But enough of my wartime service, what I really wanted to talk about was a complete sideshow of a sideshow as regards the Second Unpleasantness, concerning -
Cameroon!
I only know one person from Cameroon, that being Janice, who is pretty much a force of nature. Art?
Her sprogling, Harman. Available for modelling sessions. |
Suddenly! There arrives on the scene Philippe Leclerc, one of those Frenchmen who detested Vichy as much, if not more than, the Teutons. He stages a coup d'état and Hay Pesto! Cameroon is on the side of truth, justice and not rounding people up to mass-murder them. Art?
Mister Leclerc with a mate |
Hmmmm. I had expected the date to be full of stuff about the Battle of Britain, but a little variety is good for the soul (if you have one)
Like me.* |
A technical note: It took me 20 minutes to reboot, restart, update and restart my office PC before I could get to typing this scrivel, so there's a lot less of it than there ought to be. Fortunately, before I left home I had wit enough to add in some photographs and a line of comment. The line of comment is the important bit, as otherwise the text goes a bit weird. Weird as in "awkward and bad" not "fascinatingly different".
My My, It's The History Guy
We continue our parade through THG's choices of Top 5 Tanks, with -
That's our hero the Centurion, and an "ARV" is an "Armoured Recovery Vehicle", which means it can recover other armoured kit on the very battlefield itself, even when - especially when - the shot and shell are flying.
Here an aside. That mobile metal fort it's towing is a Jagdtiger, one of the species of Teuton Gigantomania Panzer, which clocks in at about 70 tons. Like the other whacking big panzers, it got produced in extremely low numbers, broke down a lot and was very difficult to recover thanks to that enormous weight. In fact I doubt it could be recovered; certainly not by a Centurion ARV as they are a couple of decades apart.
Back to ARV! Art?
Tooling around |
Get Wet
My old dehumidifier, which I always address in my head as "DH", is pretty long in the tooth, and not performing all that well. What ought to happen is that, as the trap fills with water leached from the air, it raises a small float, which eventually acts to switch the whole thing off when "Fill" level is reached.
The trouble is, this has not always been happening of late, and the prospect of DH shedding copious volumes of water into the floorboards for hours on end while I am at work is not an encouraging one. I like my water to be either in the shower, a glass or the pet's drinking bowl, not flowing around my feet.
The usurper |
I cannot risk the good health of all my thousands of comics and books by not having a DH, so this new one was acquired last night. Rather more bells and whistles than the old one, which had but a dial. Plus, it puts out quite a breeze, which is welcome in clammy weather like yesterday's.
The Haul
Finally, it has arrived! I ordered this about a month ago and it's been carried by postal snail all the way from far distant South Canada.
O frabjous day, calloo calllay.** |
This is the third in Lansdale's series about Leonard and Hap, the aggressive gay black guy and the combative ex-con who has absolutely no goals in life. As usual, whole sequences are laugh-out loud funny, even when you wince at the same time. I shan't spoil the plot for you, mostly because I've not read much of it yet, rather than because I'm a wonderful human being with scruples and morals and suchlike baggage. I wonder whether the television series is any good?
Stop Press! Planet Earth Still Here!
I just thought I'd confirm that, after the alarming news of earthquakes at the fracking site up here in the North West of England. Your Humble Scribe never reads about this without worrying recollections of the dramamentary "Doctor Who" and 'Project Inferno'.

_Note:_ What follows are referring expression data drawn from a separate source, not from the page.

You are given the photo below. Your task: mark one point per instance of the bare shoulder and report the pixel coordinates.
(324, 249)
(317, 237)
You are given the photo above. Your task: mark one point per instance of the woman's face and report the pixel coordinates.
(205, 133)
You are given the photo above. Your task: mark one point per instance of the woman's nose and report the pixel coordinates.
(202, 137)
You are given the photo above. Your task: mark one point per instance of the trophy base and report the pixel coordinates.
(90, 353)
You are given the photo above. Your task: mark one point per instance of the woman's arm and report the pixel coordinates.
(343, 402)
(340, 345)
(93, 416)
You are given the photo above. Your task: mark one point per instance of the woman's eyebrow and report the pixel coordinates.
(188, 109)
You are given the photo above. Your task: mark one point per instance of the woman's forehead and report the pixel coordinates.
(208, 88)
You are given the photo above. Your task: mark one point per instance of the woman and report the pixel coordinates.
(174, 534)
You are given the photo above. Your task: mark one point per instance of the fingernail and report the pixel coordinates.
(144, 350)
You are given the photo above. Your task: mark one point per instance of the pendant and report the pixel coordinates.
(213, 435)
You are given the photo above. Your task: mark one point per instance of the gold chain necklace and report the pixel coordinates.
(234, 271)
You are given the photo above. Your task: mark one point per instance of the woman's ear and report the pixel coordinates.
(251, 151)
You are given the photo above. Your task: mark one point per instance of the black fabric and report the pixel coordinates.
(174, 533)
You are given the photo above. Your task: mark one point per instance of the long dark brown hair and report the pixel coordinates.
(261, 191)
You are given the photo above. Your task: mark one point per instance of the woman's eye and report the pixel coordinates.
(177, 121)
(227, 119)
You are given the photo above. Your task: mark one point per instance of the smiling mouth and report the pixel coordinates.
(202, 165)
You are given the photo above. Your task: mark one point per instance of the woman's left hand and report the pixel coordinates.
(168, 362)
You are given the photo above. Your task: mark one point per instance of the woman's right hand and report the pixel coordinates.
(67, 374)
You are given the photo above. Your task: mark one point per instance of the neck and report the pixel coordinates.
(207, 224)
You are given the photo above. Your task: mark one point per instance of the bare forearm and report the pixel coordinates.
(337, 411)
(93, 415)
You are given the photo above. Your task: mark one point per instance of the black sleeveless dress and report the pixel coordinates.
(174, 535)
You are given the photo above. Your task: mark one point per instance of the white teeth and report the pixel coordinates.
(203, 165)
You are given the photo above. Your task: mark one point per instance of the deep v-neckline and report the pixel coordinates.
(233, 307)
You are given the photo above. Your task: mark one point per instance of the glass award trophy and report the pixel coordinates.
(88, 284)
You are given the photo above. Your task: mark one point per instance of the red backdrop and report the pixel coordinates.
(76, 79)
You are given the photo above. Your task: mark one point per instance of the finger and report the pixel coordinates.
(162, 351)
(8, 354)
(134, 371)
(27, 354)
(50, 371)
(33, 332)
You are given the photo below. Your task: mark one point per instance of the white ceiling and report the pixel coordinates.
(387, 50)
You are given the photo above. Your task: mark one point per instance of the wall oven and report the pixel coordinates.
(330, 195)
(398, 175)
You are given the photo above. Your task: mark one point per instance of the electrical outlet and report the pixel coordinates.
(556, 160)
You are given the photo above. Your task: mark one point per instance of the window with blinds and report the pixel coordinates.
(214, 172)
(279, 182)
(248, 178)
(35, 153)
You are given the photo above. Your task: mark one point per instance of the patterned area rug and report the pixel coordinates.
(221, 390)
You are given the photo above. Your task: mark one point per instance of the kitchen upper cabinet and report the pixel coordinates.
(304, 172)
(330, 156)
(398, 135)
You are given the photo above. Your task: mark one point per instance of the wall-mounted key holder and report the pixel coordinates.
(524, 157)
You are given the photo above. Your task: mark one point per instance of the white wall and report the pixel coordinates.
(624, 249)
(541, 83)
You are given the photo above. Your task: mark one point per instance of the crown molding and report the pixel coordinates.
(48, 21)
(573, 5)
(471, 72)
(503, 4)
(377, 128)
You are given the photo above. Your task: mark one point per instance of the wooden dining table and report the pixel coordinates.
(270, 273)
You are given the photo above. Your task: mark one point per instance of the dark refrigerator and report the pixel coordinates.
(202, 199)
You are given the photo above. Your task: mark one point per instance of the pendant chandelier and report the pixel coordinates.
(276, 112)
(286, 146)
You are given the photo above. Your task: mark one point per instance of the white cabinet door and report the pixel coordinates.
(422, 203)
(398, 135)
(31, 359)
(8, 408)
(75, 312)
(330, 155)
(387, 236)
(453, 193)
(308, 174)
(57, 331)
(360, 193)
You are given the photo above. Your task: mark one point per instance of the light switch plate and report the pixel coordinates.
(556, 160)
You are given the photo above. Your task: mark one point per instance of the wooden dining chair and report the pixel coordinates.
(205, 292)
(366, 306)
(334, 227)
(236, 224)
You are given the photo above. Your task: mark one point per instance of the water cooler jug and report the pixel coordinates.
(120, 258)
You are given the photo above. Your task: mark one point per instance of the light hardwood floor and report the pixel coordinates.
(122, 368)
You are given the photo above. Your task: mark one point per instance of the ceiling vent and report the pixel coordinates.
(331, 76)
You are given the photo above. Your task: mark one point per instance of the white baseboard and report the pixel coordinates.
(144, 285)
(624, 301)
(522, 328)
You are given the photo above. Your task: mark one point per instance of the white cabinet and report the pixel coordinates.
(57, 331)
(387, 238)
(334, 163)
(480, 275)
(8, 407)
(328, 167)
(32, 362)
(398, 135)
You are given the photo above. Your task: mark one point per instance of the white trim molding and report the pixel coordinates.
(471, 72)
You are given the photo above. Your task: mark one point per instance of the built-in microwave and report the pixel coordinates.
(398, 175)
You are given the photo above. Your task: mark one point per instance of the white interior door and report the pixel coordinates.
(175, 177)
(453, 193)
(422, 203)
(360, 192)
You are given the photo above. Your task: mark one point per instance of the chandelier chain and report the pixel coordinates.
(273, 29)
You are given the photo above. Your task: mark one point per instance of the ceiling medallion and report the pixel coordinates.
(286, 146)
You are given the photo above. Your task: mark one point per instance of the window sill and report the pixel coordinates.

A hot time was had by all |
A distant possibility but one that worries me. IT WORRIES ME!
Finally -
Proof, were it needed, that it is dangerous to combine a bored Ruffian with multi-ton armoured vehicle and (probably) a snootful of vodka to boot. Art?
The beast in question |
Our hero stole it from a driving school, which is immediately a cause for worry - are road conditions in Ruffia so bad that you need not only four-wheel drive but caterpillar tracks as well? Thank the lord aloft it didn't have a turret and a gun.
To cap it all, matey stole a bottle of wine from the impacted supermarket, perhaps to conceal the fact that he'd already wrapped himself around a few snifters of pop.
Oooops. |
* I think.
** Lewis Carroll reference for you there.